Após iniciarem o dia em alta, os preços do cereal acabaram perdendo força, com o mercado realizando lucros, tendo em vista os ganhos anotados na véspera (17) e na última semana.

Também pressionou as cotações o fortalecimento do dólar diante das principais moedas globais, com o DXY apresentando leve alta durante as negociações. No entanto, maiores perdas foram limitadas pelo avanço do petróleo no mercado internacional, fator que aumenta a competitividade do etanol norte-americano produzido à base de milho.

O mercado segue atento à previsão do tempo para o Corn Belt.  Boletim diário do Departamento de Agricultura dos Estados Unidos (USDA) mostra que uma faixa descontínua de pancadas de chuva se estende para sudoeste a partir da região dos Grandes Lagos, com os maiores volumes concentrados em Nebraska.

“Enquanto isso, as inundações em áreas de baixada persistem nas regiões centrais de Illinois e Indiana, após as chuvas intensas registradas na semana passada”, afirma.

Ontem, o USDA divulgou uma atualização do seu boletim semanal com os estágios e condições das lavouras de milho.
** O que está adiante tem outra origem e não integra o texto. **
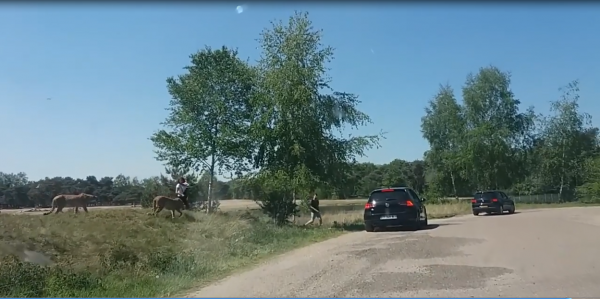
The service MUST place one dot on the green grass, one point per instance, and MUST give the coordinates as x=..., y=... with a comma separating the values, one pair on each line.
x=127, y=253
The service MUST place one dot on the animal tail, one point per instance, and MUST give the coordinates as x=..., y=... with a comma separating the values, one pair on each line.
x=53, y=206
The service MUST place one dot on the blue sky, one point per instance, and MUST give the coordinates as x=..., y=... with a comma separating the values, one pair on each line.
x=104, y=68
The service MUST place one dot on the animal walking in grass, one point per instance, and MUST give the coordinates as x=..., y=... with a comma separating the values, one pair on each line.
x=80, y=200
x=172, y=204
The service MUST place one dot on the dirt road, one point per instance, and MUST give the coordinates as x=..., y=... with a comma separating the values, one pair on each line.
x=535, y=253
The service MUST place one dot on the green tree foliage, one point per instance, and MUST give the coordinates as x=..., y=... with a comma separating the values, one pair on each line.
x=298, y=116
x=209, y=116
x=277, y=126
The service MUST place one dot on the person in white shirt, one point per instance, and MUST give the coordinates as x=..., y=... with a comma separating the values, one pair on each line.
x=181, y=191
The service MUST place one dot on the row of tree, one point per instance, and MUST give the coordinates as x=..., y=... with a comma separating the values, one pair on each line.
x=274, y=129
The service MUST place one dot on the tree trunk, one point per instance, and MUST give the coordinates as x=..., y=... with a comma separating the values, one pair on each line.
x=453, y=184
x=211, y=173
x=562, y=175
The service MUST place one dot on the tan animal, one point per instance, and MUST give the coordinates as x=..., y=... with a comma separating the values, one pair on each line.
x=80, y=200
x=172, y=204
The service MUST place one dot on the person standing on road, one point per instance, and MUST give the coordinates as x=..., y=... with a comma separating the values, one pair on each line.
x=314, y=210
x=181, y=190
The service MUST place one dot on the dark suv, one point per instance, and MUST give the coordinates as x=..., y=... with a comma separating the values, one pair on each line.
x=492, y=202
x=399, y=206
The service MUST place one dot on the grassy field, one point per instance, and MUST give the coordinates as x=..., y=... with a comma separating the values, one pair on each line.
x=127, y=253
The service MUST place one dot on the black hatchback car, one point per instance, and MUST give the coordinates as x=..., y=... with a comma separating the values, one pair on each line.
x=492, y=202
x=398, y=206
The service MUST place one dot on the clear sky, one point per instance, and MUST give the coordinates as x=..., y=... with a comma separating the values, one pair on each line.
x=104, y=69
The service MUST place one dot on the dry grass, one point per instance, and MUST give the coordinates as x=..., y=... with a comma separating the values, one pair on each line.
x=127, y=253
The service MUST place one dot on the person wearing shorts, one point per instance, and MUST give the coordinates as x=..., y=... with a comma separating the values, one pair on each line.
x=314, y=210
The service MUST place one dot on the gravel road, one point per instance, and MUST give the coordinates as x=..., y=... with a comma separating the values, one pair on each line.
x=534, y=253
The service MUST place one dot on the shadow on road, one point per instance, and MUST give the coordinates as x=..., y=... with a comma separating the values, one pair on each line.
x=355, y=227
x=504, y=214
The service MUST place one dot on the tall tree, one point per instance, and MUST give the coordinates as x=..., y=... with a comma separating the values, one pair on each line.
x=443, y=126
x=494, y=127
x=208, y=124
x=568, y=140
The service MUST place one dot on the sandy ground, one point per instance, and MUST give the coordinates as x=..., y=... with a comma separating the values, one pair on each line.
x=226, y=205
x=534, y=253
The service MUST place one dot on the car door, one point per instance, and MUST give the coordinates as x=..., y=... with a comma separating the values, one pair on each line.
x=508, y=203
x=419, y=202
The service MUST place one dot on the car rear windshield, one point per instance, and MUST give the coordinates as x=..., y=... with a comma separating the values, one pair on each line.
x=486, y=195
x=399, y=194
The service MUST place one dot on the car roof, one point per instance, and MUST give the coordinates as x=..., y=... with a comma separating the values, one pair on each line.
x=393, y=188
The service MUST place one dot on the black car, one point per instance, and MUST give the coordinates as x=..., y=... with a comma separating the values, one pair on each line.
x=491, y=202
x=399, y=206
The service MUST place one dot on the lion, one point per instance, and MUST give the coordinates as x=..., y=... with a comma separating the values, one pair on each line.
x=172, y=204
x=76, y=201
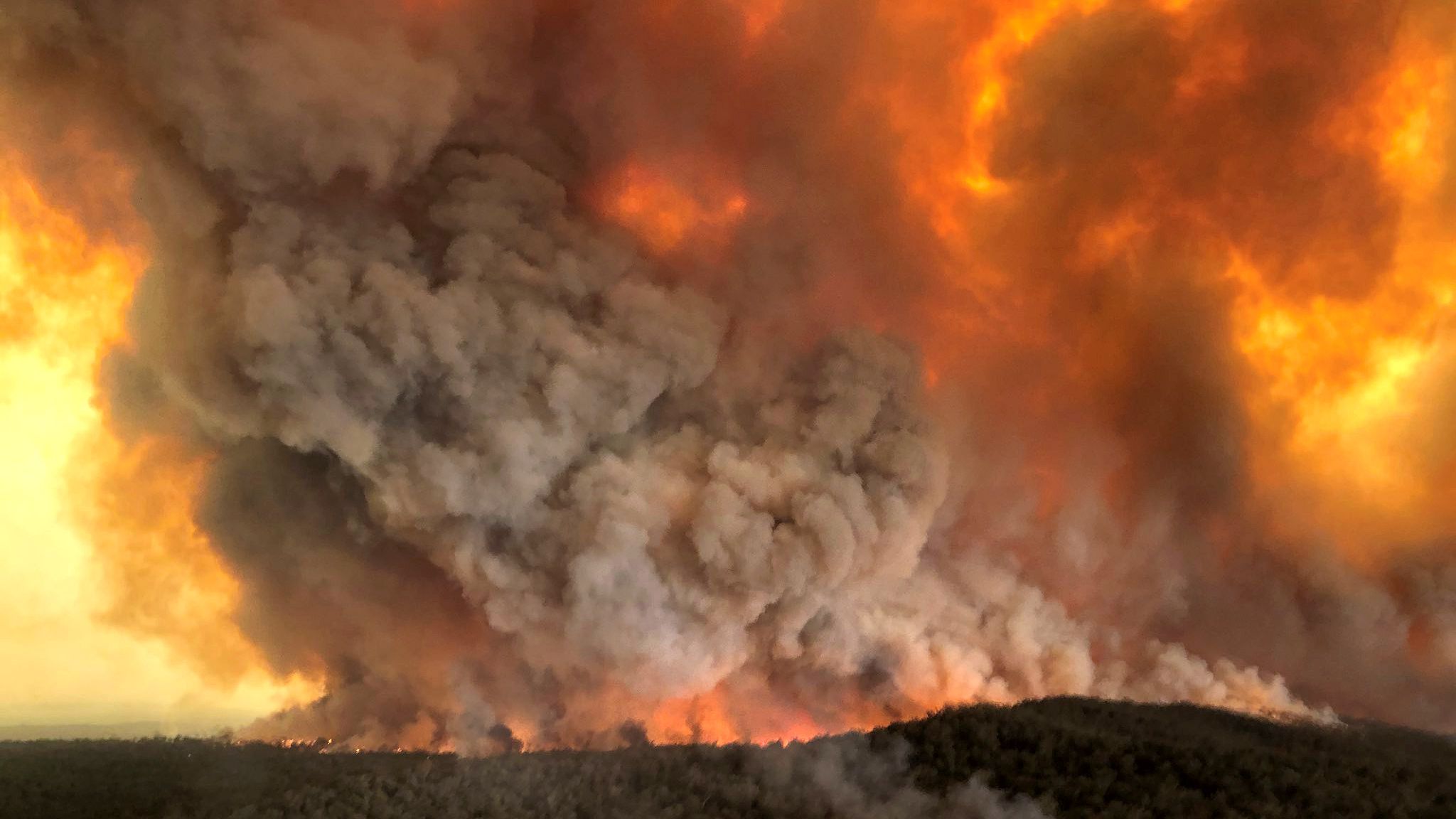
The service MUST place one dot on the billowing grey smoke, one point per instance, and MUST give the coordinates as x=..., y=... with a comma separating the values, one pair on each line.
x=478, y=464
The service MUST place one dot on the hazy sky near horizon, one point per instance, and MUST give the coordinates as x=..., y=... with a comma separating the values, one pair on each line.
x=62, y=663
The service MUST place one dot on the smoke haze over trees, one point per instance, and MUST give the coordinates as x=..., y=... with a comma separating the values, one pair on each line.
x=497, y=458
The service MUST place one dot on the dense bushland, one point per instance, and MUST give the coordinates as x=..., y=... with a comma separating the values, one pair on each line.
x=1066, y=756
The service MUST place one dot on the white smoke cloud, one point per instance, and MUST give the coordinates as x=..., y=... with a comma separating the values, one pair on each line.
x=370, y=257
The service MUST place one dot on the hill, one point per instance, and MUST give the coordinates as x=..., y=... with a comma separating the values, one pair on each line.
x=1065, y=758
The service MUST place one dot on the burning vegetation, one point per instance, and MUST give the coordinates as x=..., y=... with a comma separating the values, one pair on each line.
x=555, y=373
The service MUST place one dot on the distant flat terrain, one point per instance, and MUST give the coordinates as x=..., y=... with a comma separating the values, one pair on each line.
x=1068, y=758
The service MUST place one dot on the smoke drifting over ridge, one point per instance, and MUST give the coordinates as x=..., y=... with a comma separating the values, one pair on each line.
x=764, y=369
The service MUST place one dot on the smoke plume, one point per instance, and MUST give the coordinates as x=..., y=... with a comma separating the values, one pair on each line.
x=564, y=370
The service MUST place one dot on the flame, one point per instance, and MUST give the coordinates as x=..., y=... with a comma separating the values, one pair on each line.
x=75, y=493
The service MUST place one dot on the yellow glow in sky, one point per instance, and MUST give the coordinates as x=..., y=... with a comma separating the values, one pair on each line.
x=60, y=308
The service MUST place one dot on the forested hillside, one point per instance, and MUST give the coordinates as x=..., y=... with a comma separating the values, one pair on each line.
x=1062, y=758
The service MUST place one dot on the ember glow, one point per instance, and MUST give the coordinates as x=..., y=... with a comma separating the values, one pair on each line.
x=62, y=306
x=560, y=373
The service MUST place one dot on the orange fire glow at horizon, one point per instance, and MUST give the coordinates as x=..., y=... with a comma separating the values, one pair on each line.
x=1339, y=391
x=77, y=496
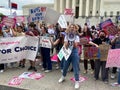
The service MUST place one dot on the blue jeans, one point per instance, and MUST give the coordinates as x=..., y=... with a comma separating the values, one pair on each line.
x=74, y=59
x=119, y=76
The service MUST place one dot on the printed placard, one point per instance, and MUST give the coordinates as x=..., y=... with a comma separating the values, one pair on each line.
x=113, y=59
x=81, y=79
x=45, y=42
x=15, y=81
x=37, y=14
x=104, y=48
x=8, y=21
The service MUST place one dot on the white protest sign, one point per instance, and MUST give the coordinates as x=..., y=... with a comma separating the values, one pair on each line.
x=17, y=48
x=69, y=14
x=37, y=14
x=62, y=22
x=51, y=16
x=60, y=54
x=20, y=19
x=45, y=42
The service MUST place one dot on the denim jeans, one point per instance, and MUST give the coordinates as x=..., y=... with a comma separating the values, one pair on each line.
x=119, y=76
x=74, y=59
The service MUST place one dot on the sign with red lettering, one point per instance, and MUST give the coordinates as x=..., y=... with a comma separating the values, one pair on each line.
x=8, y=21
x=113, y=59
x=16, y=81
x=45, y=42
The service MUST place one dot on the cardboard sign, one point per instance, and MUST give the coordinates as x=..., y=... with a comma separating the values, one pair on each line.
x=15, y=81
x=20, y=19
x=31, y=75
x=104, y=51
x=81, y=79
x=45, y=42
x=51, y=16
x=8, y=21
x=91, y=52
x=69, y=11
x=13, y=49
x=113, y=59
x=84, y=40
x=108, y=27
x=37, y=14
x=62, y=22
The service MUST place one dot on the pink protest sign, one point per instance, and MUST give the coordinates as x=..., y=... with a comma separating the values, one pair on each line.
x=54, y=58
x=8, y=21
x=16, y=81
x=36, y=76
x=20, y=19
x=113, y=59
x=69, y=11
x=81, y=79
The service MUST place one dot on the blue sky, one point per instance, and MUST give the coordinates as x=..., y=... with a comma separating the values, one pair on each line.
x=20, y=3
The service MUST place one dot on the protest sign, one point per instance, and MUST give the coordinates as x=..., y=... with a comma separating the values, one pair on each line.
x=91, y=52
x=81, y=79
x=51, y=16
x=69, y=15
x=17, y=48
x=8, y=21
x=108, y=27
x=37, y=14
x=104, y=51
x=20, y=19
x=62, y=22
x=15, y=81
x=113, y=59
x=45, y=42
x=31, y=75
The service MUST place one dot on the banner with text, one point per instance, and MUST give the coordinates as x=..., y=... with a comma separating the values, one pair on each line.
x=113, y=59
x=45, y=42
x=37, y=14
x=17, y=48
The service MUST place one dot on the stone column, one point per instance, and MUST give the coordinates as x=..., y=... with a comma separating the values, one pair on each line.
x=94, y=7
x=87, y=7
x=67, y=3
x=62, y=6
x=80, y=7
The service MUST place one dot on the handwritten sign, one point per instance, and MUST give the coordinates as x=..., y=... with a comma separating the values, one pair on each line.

De acordo com o departamento, 97% da área semeada alcançou a fase de embonecamento, avanço de 3 p.p. em relação à semana anterior e em linha com os últimos anos.

Além disso, 76% das lavouras chegaram à fase de espigamento, avanço semanal de 15 p.p. e acima dos 70% da média plurianual. Já o enchimento de espiga alcançou 29% da área, ante 16% na semana anterior, 25% há um ano e 24% na média dos últimos cinco anos. Por fim, 4% atingiu a fase de maturação, ante média plurianual de 3%.

Quanto às condições, 60% foram classificadas como boas/excelentes, mesmo percentual da semana anterior e abaixo dos 71% registrados na mesma época de 2025. Do restante, 25% foram avaliadas como regulares e 15% como ruins/muito ruins.

No radar, a finalização da safra 2025/26 na América do Sul.